Will turns and grinning tells me it was Houdini slipped in with the heifers, that S.O.B.

It is a mile to Folsom, we pull in the yard, I get out of the truck just in time to see a big black bull step out of the trailer, Oh Oh. Quickly I go back to peak in the trailer thru it's gaping open back gate, another Oh Oh, bull number two ain't in there. I look down the long lane to see him standing dazed in the middle of it, to make matters worse right across the lane to the north Mert's cows are coming to the fence to check him out, all we need is for him to skip thru that fence and have his way with with them. About this time Miss Connie no doubt feeling guilty about driving off from the trailer house farm in our hour of need pulls up to survey the scene in her white Jeep then thinking the better of it drives off again this time without even rolling down her window. I can only assume she felt not only were we lost, but that she couldn't save us.

Well we sucked it up and got everything put right, the bull jumped from the trailer appeared no worse for it although when we pulled out we could see a pretty impressive slide mark in the gravel where he hit..Mert's cows seemed disappointed, thank God it wasn't Houdini on the lane, surely he would have put a big dent in Mert's breeding program before we got him out.

I got on the cell phone and told Audrey to not worry, she wasn't going to have to stay up tonight sewing patches. So close, so close, yet so far away.

I thank you for listening, Roy Gage

Christmas 93

At 56 I guess it is time to try to organize my thoughts, record some of my joggings in a orderly fashion. I have been writing now since 93, before that time I don't think I ever recorded a story or clear thought on paper.

I always waited till the last moment to buy my parents or for that matter anyone else gifts. Often it would end badly, a mad plunge through the stores finally in desperation buying something they didn't need or could not or would not use.

As I looked through a book store in Spencer Iowa it started to eat at me, how wrong it was to shop in this manner, how much more my mother deserved, how I could never find anything in this store worthy of her. Of how much she had done for me, how much she had sacrificed. I made my purchase and went home but the thought haunted me. I felt feelings I had not before and words and phrases seemed to come to me, finally I could stand it no more, alone at home I gathered up a loose piece of paper and started scribbling. When I was finished I cried like baby. It should be edited and corrected, have some phrasing changed, but I believe I will leave it stand warts and all.

Christmas 93

So it's Christmas, and I give you two books.I went shopping and looked and looked, and in the end I bought you two books.

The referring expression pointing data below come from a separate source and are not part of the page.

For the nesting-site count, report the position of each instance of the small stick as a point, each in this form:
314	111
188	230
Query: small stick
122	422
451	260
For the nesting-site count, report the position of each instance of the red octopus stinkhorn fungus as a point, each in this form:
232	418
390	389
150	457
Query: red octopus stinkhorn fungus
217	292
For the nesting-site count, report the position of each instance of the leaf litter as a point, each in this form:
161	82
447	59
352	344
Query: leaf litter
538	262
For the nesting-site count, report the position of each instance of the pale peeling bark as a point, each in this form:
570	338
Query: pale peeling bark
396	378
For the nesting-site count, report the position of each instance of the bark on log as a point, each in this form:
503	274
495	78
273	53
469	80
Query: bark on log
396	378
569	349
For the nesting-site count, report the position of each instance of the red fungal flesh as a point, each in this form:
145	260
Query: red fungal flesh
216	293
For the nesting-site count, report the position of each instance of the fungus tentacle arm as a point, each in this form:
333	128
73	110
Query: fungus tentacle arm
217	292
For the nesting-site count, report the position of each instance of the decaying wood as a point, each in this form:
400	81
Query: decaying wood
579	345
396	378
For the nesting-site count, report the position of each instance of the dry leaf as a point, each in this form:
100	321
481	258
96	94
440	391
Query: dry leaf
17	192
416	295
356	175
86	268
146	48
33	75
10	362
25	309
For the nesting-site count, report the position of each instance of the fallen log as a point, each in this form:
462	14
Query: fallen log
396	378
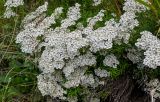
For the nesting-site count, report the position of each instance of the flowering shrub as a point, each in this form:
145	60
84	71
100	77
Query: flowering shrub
69	58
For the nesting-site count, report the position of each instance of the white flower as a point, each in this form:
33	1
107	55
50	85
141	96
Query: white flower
101	72
133	5
48	86
13	3
9	4
111	61
96	2
9	13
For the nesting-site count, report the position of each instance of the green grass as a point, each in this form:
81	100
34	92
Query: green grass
18	71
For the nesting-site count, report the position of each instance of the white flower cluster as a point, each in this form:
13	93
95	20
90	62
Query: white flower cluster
151	44
96	2
153	88
28	36
101	73
111	61
48	85
9	4
60	47
132	6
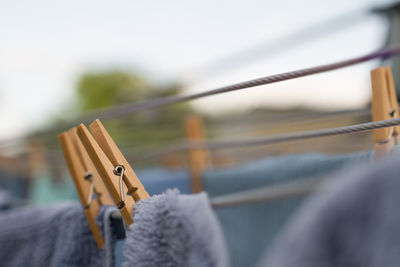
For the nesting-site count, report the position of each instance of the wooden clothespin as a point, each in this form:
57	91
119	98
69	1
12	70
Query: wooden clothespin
85	181
199	159
384	107
113	168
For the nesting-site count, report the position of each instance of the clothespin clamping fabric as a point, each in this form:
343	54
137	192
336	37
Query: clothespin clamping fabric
91	190
118	176
384	107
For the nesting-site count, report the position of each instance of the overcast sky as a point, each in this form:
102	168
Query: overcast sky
45	45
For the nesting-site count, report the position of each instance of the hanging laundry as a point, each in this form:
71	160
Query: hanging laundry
53	235
177	231
250	228
352	220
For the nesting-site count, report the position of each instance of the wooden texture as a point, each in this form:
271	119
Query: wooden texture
77	172
394	105
380	103
384	107
105	169
100	189
198	157
133	185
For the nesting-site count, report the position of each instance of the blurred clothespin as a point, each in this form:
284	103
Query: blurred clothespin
86	180
384	107
199	159
113	168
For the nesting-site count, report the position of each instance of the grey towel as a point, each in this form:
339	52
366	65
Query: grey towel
5	200
173	230
249	229
52	235
351	221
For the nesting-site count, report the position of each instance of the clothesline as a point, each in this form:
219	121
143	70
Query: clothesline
115	112
126	109
193	144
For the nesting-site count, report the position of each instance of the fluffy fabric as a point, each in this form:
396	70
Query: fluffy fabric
351	221
51	235
249	229
173	230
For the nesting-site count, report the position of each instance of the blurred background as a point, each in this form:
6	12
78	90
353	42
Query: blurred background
60	60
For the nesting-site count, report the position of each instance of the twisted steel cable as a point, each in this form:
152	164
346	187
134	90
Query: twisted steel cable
159	102
214	145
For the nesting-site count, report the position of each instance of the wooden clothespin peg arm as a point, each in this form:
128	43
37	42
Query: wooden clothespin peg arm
106	171
101	191
83	187
382	109
198	157
107	144
394	105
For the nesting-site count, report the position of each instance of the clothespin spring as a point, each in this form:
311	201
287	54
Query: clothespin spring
89	177
119	171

As I looked I thought of all you have given me and nothing I saw was good enoughThought of all the times I've done less then the best and you bit your tongue.

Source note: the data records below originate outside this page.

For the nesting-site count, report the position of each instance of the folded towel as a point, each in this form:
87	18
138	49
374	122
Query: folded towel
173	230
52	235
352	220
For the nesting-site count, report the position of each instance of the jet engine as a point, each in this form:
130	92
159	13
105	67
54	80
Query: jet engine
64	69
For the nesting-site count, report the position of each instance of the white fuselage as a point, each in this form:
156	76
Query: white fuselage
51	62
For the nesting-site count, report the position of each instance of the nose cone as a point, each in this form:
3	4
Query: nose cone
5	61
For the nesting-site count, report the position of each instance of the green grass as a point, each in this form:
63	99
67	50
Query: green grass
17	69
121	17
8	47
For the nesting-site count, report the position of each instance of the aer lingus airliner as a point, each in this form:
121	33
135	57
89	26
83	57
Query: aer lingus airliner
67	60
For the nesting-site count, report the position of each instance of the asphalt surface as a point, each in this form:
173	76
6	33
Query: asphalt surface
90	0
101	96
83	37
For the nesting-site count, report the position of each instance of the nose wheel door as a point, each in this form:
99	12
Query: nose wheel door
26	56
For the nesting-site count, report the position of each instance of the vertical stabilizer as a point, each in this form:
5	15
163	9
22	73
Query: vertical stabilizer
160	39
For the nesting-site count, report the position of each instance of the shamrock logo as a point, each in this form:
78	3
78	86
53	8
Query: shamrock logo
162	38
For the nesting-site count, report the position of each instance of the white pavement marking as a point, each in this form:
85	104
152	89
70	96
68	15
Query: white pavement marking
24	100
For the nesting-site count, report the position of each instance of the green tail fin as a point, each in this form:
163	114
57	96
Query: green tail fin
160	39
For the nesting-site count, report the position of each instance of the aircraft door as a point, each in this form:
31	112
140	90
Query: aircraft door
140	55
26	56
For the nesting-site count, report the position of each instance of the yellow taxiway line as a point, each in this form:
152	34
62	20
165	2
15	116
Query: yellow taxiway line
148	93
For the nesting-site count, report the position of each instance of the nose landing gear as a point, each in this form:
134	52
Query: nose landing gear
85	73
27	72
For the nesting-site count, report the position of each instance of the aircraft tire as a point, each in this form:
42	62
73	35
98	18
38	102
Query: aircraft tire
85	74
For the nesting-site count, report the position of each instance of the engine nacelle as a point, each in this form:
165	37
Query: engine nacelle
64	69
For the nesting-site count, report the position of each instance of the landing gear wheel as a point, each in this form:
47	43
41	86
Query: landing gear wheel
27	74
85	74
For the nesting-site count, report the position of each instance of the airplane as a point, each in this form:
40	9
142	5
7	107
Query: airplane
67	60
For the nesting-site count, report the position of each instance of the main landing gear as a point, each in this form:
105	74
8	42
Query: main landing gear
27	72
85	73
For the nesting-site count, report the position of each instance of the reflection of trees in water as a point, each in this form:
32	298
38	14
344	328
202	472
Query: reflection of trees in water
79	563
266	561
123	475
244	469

Of the times you read me poems when I was young from index cards no less.

I know at times I'd get in trouble and seemed to never listen, I know I didn't listen well enough.But many times the Devil was pulling at my sleeve when I would ask myself,”what would Mom think" and I would turn away.

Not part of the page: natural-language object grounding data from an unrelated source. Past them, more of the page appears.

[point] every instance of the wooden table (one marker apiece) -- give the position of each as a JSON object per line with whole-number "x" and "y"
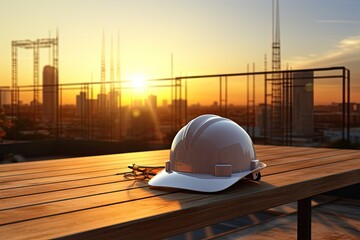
{"x": 84, "y": 198}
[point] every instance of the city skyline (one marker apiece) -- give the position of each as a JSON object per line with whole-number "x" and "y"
{"x": 203, "y": 37}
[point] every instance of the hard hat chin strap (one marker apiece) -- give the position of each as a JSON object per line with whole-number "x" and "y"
{"x": 255, "y": 164}
{"x": 167, "y": 166}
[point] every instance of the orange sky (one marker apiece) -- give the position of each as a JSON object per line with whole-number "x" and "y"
{"x": 203, "y": 37}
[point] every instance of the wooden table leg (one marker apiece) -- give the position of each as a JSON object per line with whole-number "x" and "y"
{"x": 304, "y": 219}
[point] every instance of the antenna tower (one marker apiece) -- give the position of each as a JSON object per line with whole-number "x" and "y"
{"x": 276, "y": 133}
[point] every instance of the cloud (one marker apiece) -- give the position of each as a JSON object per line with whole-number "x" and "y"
{"x": 345, "y": 53}
{"x": 339, "y": 21}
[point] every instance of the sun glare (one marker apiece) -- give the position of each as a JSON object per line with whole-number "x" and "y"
{"x": 138, "y": 82}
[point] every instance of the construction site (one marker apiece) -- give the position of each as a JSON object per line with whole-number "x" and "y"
{"x": 274, "y": 106}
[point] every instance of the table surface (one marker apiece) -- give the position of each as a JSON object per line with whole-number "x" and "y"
{"x": 86, "y": 198}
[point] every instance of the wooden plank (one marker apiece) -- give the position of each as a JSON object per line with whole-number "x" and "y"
{"x": 80, "y": 161}
{"x": 146, "y": 158}
{"x": 272, "y": 192}
{"x": 55, "y": 171}
{"x": 30, "y": 212}
{"x": 51, "y": 188}
{"x": 28, "y": 200}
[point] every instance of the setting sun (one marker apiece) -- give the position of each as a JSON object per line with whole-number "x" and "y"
{"x": 138, "y": 82}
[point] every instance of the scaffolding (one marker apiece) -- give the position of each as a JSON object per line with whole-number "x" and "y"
{"x": 35, "y": 45}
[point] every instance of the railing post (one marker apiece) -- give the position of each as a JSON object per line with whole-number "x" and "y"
{"x": 304, "y": 219}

Yes, I guess you beat the Devil and didn't even know ,so, I bought you two books.

When I am older in the winter of my life and my children ask of me”what do you want for Christmas Dad?”I will smile and say, Two books bring me for Christmas, and set them on the shelf.

And then come sit beside me and and tell me how you have been. Tell me your troubles and I will coax you on. Tell me your successes and I will cheer you on.If your doing something you shouldn't I'll bite my tongue and and give you that look.

Cause that's the way your Grandma taught me and for her trouble she got two books.